Religion is at the root of the constitutional shenanigans at Westminster. God is always in there, stirring things up.
DUP leaders Sammy Wilson, David Simpson, Slimeball Paisley and the rest of the bubble-brained boneheads who control the North’s biggest party caterwaul that the abortion bill introduced by Labour MP Stella Creasy drives a coach and horses through the devolution settlement enshrined in the Good Friday Agreement.
A less sensitive person than myself might take pleasure in the party’s agitated predicament. After all, the DUP didn’t much fancy the Agreement in the first place, and only went along with it in order to keep Ulster safe from prowling abortionists and other predators on the moral values of the Protestant people.
The Agreement categorised a number of issues, including abortion and equal marriage, as “devolved” – that is, law to be made at Stormont, not at Westminster.

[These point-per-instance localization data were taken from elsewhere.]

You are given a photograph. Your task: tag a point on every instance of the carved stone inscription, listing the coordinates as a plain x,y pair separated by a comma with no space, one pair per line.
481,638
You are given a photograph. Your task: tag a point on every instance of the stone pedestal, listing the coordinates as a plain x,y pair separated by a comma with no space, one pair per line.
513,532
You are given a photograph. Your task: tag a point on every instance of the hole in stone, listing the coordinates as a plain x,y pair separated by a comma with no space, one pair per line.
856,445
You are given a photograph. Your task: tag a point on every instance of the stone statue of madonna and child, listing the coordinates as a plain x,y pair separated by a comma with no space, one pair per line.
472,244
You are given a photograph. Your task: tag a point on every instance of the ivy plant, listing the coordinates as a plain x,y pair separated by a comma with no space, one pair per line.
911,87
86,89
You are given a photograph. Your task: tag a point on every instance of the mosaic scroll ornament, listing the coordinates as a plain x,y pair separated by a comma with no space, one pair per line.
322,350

This effectively gave the DUP a veto over changes in these areas which the party found repugnant.
But now the shutters are up at Stormont, and the veto has been shorn of meaning. In the real world, power cannot be handed over to a comatose body.
It is against this background that the dogged campaigns of feminists, gay liberationists and socialists have finally flowered and burst into bloom. Creasy, and Conor McGinn – who steered equal marriage through the labyrinthine ways and means of parliament – were able to step forward and argue persuasively that the Stormont veto on reform of abortion and marriage law should be done away with.
It is a measure of the length of the road that’s been travelled that just 10 years ago an MP, now a senior member of the Shadow Cabinet, burst into tears as she explained on the phone that she had to withdraw a motion on abortion law in the North, which she’d submitted to the Commons, after being summoned to Downing Street. She was told face-to-face by Gordon Brown that, if she persisted, the peace process in the North might unravel. There’d be blood on the streets if she didn’t pipe down.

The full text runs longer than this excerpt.